Dieses Buch erzählt von den vielen Versuchen, das Erkennen zu erkennen, wie sie heute in unserer Kultur immer mehr an Bedeutung gewinnen – und »Bedeutung« meint hier keine Selektion durch ein vorgängig gewähltes Kriterium, sondern eben das, was die beteiligten Menschen selbst jeweils für wichtig und zentral erachten.
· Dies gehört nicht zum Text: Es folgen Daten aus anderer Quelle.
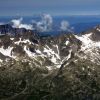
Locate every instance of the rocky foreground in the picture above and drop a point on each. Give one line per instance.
(63, 67)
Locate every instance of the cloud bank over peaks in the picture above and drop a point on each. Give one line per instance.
(65, 26)
(45, 24)
(17, 23)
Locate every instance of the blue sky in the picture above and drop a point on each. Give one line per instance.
(53, 7)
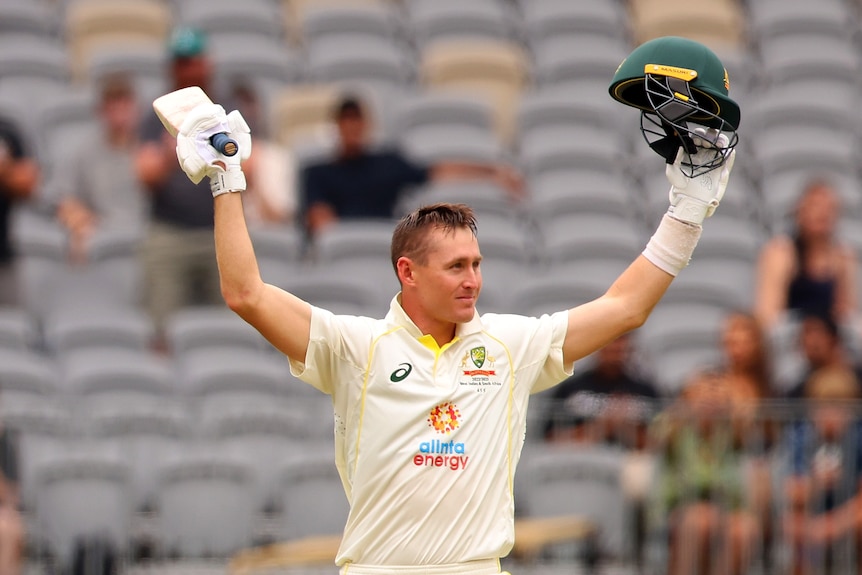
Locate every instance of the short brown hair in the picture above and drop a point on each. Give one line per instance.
(410, 233)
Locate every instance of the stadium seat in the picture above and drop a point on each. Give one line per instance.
(495, 70)
(577, 59)
(234, 372)
(262, 61)
(585, 482)
(94, 25)
(559, 289)
(580, 236)
(208, 326)
(263, 434)
(257, 17)
(42, 425)
(190, 525)
(18, 330)
(772, 18)
(344, 289)
(430, 109)
(719, 23)
(359, 60)
(543, 19)
(103, 370)
(371, 18)
(24, 371)
(31, 18)
(432, 20)
(83, 492)
(312, 495)
(148, 431)
(792, 58)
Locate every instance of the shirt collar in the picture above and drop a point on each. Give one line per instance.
(397, 316)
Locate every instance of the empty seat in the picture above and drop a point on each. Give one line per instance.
(312, 495)
(148, 432)
(30, 57)
(495, 70)
(263, 434)
(105, 327)
(576, 58)
(18, 330)
(359, 60)
(94, 24)
(371, 18)
(115, 371)
(775, 18)
(431, 20)
(303, 112)
(27, 371)
(544, 19)
(715, 24)
(83, 492)
(190, 524)
(43, 426)
(208, 326)
(234, 371)
(258, 17)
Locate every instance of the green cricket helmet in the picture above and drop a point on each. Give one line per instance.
(679, 84)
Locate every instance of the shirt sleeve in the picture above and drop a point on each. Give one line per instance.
(337, 350)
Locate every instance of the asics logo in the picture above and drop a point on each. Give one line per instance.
(401, 373)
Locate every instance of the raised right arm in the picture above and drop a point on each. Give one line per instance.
(282, 318)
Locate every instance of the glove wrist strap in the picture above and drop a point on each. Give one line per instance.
(230, 180)
(690, 209)
(671, 246)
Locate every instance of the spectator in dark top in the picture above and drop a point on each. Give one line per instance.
(179, 255)
(824, 488)
(362, 183)
(822, 346)
(11, 523)
(607, 403)
(19, 176)
(809, 271)
(97, 187)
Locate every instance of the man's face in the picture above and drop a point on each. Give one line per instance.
(352, 129)
(449, 281)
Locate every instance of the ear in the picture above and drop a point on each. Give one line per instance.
(405, 270)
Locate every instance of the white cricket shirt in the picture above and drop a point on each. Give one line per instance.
(427, 438)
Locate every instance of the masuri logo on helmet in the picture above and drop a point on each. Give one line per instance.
(676, 82)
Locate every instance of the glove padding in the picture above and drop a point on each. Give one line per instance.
(198, 157)
(694, 199)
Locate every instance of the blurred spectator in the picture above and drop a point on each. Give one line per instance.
(179, 254)
(365, 183)
(97, 185)
(707, 495)
(607, 403)
(11, 522)
(823, 496)
(822, 346)
(270, 197)
(19, 176)
(809, 270)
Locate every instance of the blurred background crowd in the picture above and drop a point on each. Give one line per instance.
(147, 428)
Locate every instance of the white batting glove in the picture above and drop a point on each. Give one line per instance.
(197, 156)
(692, 200)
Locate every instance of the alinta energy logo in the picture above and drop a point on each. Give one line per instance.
(444, 419)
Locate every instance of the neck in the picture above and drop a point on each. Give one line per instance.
(442, 331)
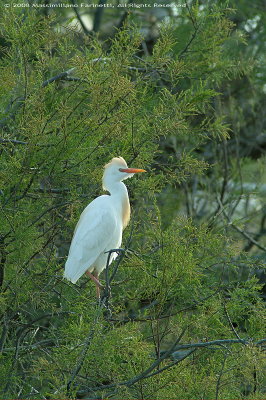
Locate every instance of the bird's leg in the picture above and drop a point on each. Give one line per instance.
(98, 292)
(95, 279)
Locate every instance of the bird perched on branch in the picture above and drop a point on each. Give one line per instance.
(100, 226)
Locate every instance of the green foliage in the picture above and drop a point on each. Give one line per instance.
(184, 275)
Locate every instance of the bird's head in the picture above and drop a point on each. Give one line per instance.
(116, 171)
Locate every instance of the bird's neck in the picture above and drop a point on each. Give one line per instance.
(119, 194)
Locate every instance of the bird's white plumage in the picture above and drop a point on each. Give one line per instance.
(97, 232)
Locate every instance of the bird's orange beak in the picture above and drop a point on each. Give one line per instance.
(131, 170)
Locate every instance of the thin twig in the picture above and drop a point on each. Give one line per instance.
(243, 233)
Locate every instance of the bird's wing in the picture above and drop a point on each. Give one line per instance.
(92, 235)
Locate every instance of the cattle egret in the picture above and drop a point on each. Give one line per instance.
(100, 226)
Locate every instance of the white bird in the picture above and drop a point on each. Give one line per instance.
(100, 226)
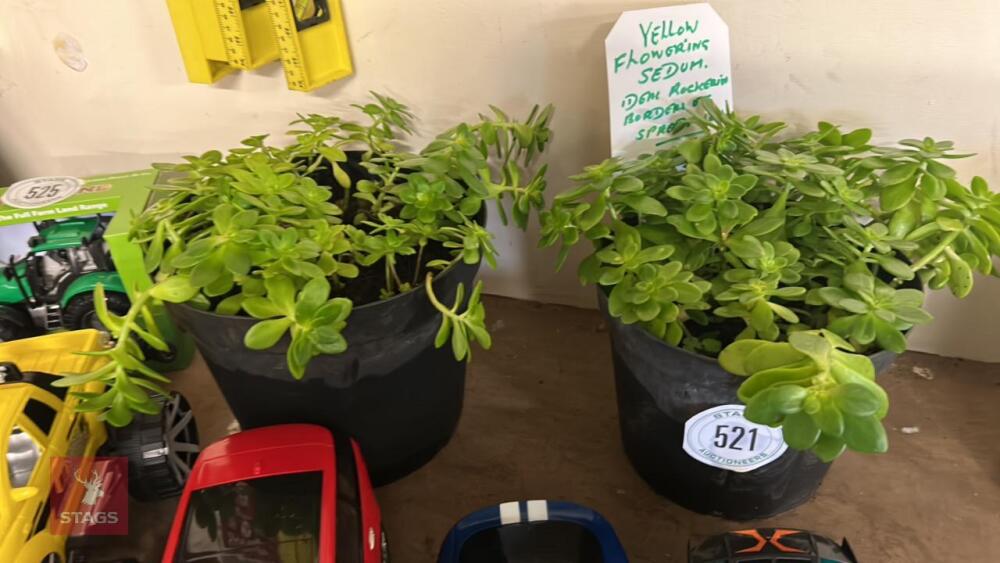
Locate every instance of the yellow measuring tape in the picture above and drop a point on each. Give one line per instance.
(217, 37)
(312, 41)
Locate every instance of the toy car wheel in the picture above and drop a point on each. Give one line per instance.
(14, 324)
(161, 449)
(80, 313)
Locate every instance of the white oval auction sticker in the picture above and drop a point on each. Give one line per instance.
(721, 437)
(39, 192)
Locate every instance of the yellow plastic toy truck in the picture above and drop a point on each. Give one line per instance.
(39, 426)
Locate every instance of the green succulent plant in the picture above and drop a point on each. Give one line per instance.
(808, 250)
(286, 235)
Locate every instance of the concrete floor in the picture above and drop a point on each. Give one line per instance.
(540, 421)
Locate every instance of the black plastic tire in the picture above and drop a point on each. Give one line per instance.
(79, 313)
(14, 324)
(161, 449)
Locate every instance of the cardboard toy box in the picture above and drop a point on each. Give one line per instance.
(59, 237)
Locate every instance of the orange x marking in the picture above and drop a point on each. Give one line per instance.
(774, 540)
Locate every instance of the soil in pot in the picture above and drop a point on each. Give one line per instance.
(659, 387)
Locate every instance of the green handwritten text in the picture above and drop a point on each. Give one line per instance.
(681, 89)
(625, 61)
(667, 71)
(654, 32)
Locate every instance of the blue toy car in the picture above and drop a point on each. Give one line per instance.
(536, 531)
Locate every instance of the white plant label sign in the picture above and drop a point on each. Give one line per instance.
(721, 437)
(660, 62)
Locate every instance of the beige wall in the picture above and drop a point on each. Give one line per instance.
(903, 67)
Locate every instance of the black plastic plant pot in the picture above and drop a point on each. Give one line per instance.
(659, 388)
(392, 390)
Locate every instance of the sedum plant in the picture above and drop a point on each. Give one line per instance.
(792, 255)
(296, 236)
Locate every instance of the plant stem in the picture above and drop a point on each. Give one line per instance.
(441, 307)
(420, 257)
(930, 256)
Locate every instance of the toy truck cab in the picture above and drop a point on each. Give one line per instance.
(38, 424)
(287, 493)
(40, 430)
(51, 287)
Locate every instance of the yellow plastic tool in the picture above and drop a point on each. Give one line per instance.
(312, 41)
(217, 37)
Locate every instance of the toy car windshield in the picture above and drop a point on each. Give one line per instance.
(535, 542)
(533, 532)
(266, 519)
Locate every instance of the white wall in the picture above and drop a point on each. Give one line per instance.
(903, 67)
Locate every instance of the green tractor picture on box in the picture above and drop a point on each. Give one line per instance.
(52, 286)
(62, 236)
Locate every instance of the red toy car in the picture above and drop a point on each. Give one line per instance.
(289, 493)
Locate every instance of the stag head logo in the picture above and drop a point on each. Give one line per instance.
(94, 487)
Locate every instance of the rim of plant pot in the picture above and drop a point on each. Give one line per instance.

Es gehören also zu diesen Versuchen die Kognitionswissenschaften ebenso wie die meditativen Erkenntnistechniken. Und daß es in dieser Menge Gruppen gibt, die von den jeweils anderen rein gar nichts halten, daß darunter welche sind, die von der traditionell etablierten Erkenntnisform der westlichen Kultur gar nicht als solche anerkannt, sondern als bloßer illusionserzeugender Aberglaube disqualifiziert werden, und daß gerade der wissenschaftlichen Erkenntnismethode von Wissenschaftlern selbst vorgeworfen wird, ihre Überzeugung einer objektiven Erkenntnisleistung sei die tiefste aller abergläubischen Illusionen – all das und noch viel mehr der Widersprüche und Wunderlichkeiten wird hier erst einmal als Status quo akzeptiert und in der jeweiligen Eigenlogik analysiert werden müssen, bevor man sich daran machen kann, zu verstehen:
Es ist uns in unserer Kultur diese kognitive Grundlage unserer Existenz vor allem auch deshalb zu so etwas Fragwürdigem geworden, weil wir uns auch der Gültigkeit der anderen Lebengrundlagen nicht mehr sicher sein können. Und wenn heute die alten Fragen der Erkenntnistheorie immer mehr und in immer neuen Formen zu einer Sache des öffentlichen und persönlichen Engagements werden, dann auch vor allem auch deswegen, weil die Menschen erahnen, daß es in diesem Streit, was eine »richtige« Erkenntnis »der Wirklichkeit« und was nur eine, durch eine »falsche« Wahrnehmungsform erzeugte Illusion ist, immer auch und grundlegend um die Gestaltung unserer Lebensmöglichkeiten geht.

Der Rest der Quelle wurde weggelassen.